Tom and I like to visit cemeteries. Usually when we visit a town on vacation we try to find the oldest cemetery there is and wander through.
Last fall we went to Cincinnati with some friends and that city has the most wonderful cemetery I have ever seen in my lifetime. It was huge, easy to get lost in if we had been alone. These two photos are an example of all the truly amazing statuary that decorate the grounds.
We wander about, looking for the oldest graves and the ones with the most interesting information on them. We've discovered that different parts of the country have different ways with their cemeteries and headstones.
In Kentucky, home to Tom's family, we found that people there are very fond of decorating with multiple fake flower arrangements.

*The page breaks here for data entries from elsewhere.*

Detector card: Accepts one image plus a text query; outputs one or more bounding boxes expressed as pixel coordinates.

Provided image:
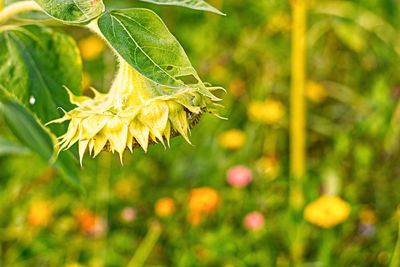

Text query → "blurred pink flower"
[121,207,137,222]
[243,211,264,231]
[226,165,253,187]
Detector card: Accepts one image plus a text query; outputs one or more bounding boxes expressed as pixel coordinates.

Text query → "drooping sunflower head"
[51,60,220,165]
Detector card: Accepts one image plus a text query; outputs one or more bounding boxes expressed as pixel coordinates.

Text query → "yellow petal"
[79,140,89,167]
[168,103,191,144]
[104,116,128,156]
[64,86,91,106]
[129,121,149,152]
[81,115,109,139]
[93,131,107,158]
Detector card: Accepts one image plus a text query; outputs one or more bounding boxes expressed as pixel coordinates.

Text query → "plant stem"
[389,219,400,267]
[290,0,306,193]
[0,0,42,23]
[289,0,307,266]
[127,222,161,267]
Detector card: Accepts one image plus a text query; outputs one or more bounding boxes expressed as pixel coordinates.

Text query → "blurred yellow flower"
[229,79,246,97]
[82,72,92,91]
[247,100,285,124]
[189,187,219,214]
[154,197,176,217]
[27,200,53,226]
[256,155,281,179]
[358,207,376,224]
[218,129,246,150]
[304,195,350,228]
[306,81,328,103]
[78,35,106,60]
[268,12,292,33]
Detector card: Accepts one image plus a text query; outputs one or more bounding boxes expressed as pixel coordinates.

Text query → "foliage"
[0,0,400,267]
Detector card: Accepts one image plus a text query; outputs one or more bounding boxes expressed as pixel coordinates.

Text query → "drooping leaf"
[0,137,29,156]
[98,8,216,99]
[4,0,51,21]
[0,100,81,189]
[35,0,104,24]
[141,0,225,15]
[0,25,82,134]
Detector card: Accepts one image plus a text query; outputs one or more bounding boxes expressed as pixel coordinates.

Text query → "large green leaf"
[98,8,219,99]
[0,100,81,189]
[141,0,225,15]
[0,137,29,156]
[0,25,82,134]
[35,0,104,24]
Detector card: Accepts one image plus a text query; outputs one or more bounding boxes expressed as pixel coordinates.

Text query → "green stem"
[127,222,161,267]
[389,219,400,267]
[289,0,307,266]
[0,0,43,23]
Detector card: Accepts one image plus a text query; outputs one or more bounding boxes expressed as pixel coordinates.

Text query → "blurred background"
[0,0,400,267]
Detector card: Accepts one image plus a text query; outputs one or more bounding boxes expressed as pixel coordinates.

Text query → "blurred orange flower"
[304,195,350,228]
[27,200,53,226]
[75,209,108,237]
[154,197,176,217]
[358,207,376,224]
[78,35,106,60]
[187,212,204,225]
[306,81,328,103]
[218,129,246,150]
[189,187,219,216]
[247,100,285,124]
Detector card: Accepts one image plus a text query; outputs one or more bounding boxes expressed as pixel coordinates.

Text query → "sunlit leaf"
[0,100,81,191]
[98,8,219,99]
[0,25,82,133]
[35,0,104,24]
[141,0,225,15]
[0,137,29,156]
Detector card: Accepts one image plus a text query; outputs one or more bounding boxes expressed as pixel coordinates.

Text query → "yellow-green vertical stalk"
[290,0,307,210]
[290,0,307,266]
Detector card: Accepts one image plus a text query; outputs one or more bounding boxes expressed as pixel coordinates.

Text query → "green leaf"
[0,25,82,134]
[0,100,82,189]
[35,0,104,24]
[0,137,29,156]
[141,0,225,16]
[98,8,217,99]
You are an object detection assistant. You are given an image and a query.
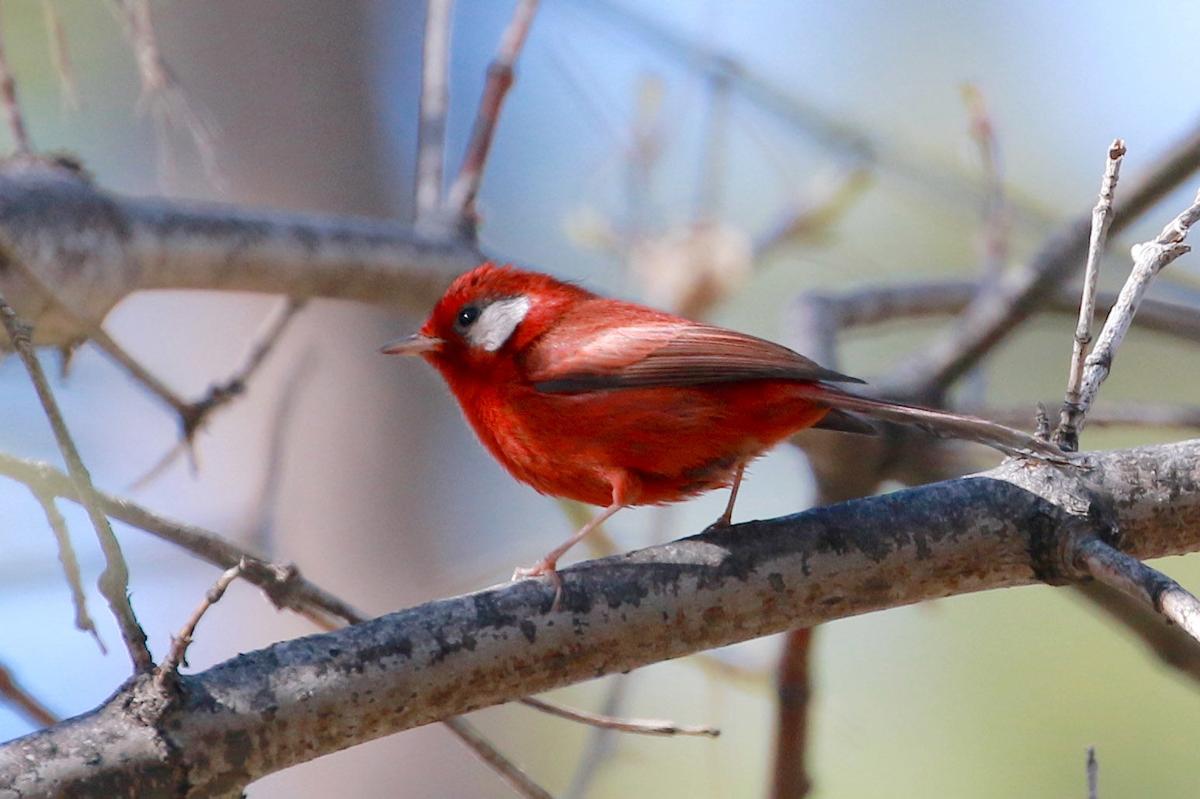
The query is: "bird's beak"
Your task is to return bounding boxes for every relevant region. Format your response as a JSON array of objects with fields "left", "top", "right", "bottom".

But they also put a lot of interesting information on the grave markers, often listing names of children and grandchildren on the back of the stones. That's got to be a genealogist's dream.
It's nearly time in Michigan to tend to my parent's grave, now that the danger of frost is about done. This is a task my mother always took care of, but with her passing it is left to me. I always gave her simple flowers on my birthday, a handful of daffodils - a bunch of tulips, now I'll have to take them to the place she rests, next to my father and side-by-side with my grandparents.
No fake flowers there!
It strikes us that there aren't nearly enough cemeteries for the number of people who have lived in the United States to date, but it's too mind-boggling to think about that much. It's just enough to think of graveyards as quiet, peaceful places of eternal rest.
With a few live ones wandering through once in a while.